Sunday, 11 March 2018

Back to the Basics

Hi folks,
     I get a lot of emails from people asking questions about sharpening, I love emails by the way, and over the years, a familiar pattern has developed with respect to the context of the emails, the questions asked.

     Much of it has to do with burr formation which in the process can lead to a common problem which is pressure, using too much pressure in an attempt to form a burr and then using too much pressure after a burr has formed, during the refinement stage. So I will attempt to lay down some simple steps to follow for those who are having some issues.  Also keep in mind that there are a lot of things going on when you are learning, you need to manage your expectations and remember that everything gets easier and I mean much easier after muscle memory for sharpening, holding an angle is achieved. You can only build muscle memory by repeating a motion over and over and for knife sharpening by freehand, you need to do it about 30 times to get those stabilizing muscles built up.


What can you do to make sharpening easier, more enjoyable and more effective:




Number One:

     Establish a sharpening location in your house where you can start to form a sharpening pattern, once set up, you can grab everything you need in right there, stones, stone holder, water, cloth, it's all there.   If you find yourself having to hunt things down then chance are you won't, you won't bother so get yourself setup. Don't forget a tray of some type to catch the water and mess. You can keep it simple as well, you don't need fancy, expensive things but you need a SHARPENING STATION. It took me a long time to get mine set up perfectly for me. Oh, and don't forget to get a good light, it's very important.  

Number Two:

     If you have decided to get yourself into freehand sharpening you need to have a sharpening budget  from about $100.00 to $400.00 but know that for that initial 100 bucks you can get all you need to make your knives sharper than new, in terms of materials that is.

Buy the following:

A good water stone, don't set yourself up for failure by going to the hardware store and buying a $10.00 no name oil stone. Spend at least $30.00 on a King 1,000 grit stone.  Be careful on Amazon as well, there are an overwhelming number of stone brands, so if you are not sure, fire me an email. There are many many good brands available in Canada and the USA that can be shipped anywhere. Chef Knives to Go, Knifewear, Pauls Finest to name a few and of course Fendrihans if you like Shapton Glass. 

YOU NEED a whetstone, if you buy one get a 1,000 grit stone if you buy two get 320-600 grit stone as well and if you go for three, the best setup bet a Coarse, Medium and Fine, (5,000 to 6,000) grit stone set. A very common setup I use is 400, 1,000 and 5,000. I've sharpened thousands of knives using these three stones. So go with what your budget allows and realize that successful sharpening is all about developing, strengthening your technique, not about the stones. Having said that, get a good set, or at least one.
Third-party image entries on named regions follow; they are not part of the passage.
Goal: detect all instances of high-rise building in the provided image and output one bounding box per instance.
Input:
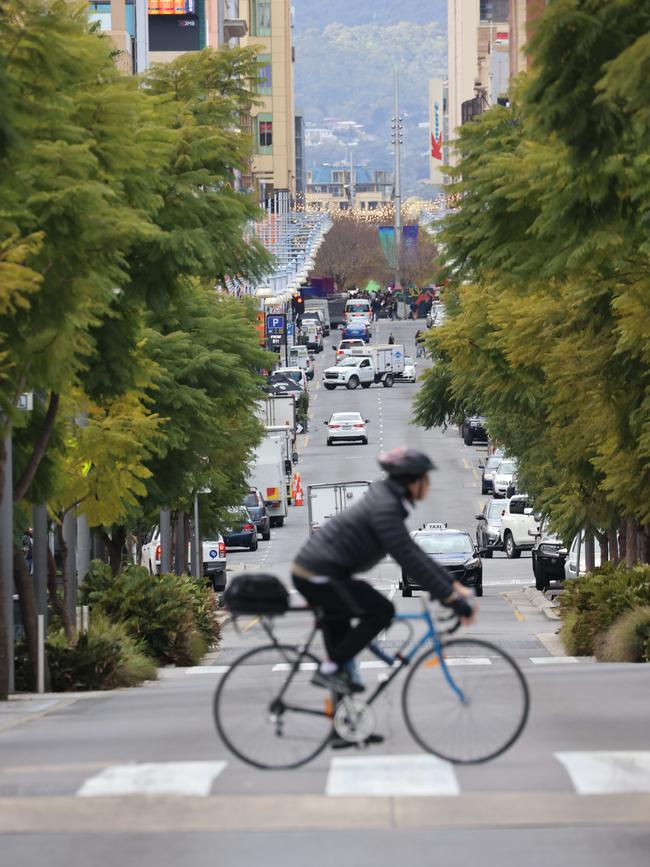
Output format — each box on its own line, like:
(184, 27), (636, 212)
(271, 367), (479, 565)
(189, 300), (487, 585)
(509, 0), (549, 77)
(239, 0), (296, 202)
(447, 0), (481, 154)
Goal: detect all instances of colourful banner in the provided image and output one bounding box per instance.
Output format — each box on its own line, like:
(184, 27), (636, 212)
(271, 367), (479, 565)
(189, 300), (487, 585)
(402, 225), (418, 252)
(379, 226), (397, 268)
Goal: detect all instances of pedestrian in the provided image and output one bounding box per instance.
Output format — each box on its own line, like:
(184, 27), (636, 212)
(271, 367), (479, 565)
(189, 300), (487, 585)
(21, 527), (34, 575)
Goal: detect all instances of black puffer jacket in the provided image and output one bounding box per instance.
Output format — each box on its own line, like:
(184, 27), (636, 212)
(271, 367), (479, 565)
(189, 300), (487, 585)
(296, 480), (452, 599)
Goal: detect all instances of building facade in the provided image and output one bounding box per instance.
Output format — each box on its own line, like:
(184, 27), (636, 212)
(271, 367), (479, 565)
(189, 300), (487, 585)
(305, 164), (393, 211)
(239, 0), (296, 202)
You also need a stone holder of some type, whether it is a piece of wood resting over a container of water or something specifically designed to hold a water stone but you need to keep that stone steady as you work. You don't want to be distracted by a stone moving around. Personally, I use Shapton stone holders but I do this every single day so it makes sense for me. Some world class sharpeners use a piece of wood so bear that in mind :)

You need some cloths to dry off the knives and to wipe off the stones after use.


Now this is important, don't neglect this. You need to have a way to flatten the stones and the most simple is a piece of rough sandpaper, 100-300 grit taped to piece of glass or something very flat. There are tons of videos on this subject, SIC powder, Diamond plates, Lapping Plates, whatever it is, you need something. Stones do not have to be perfectly, geometrically flat but they should not be dished at all. Also, flatting cleans them and refreshes the surface.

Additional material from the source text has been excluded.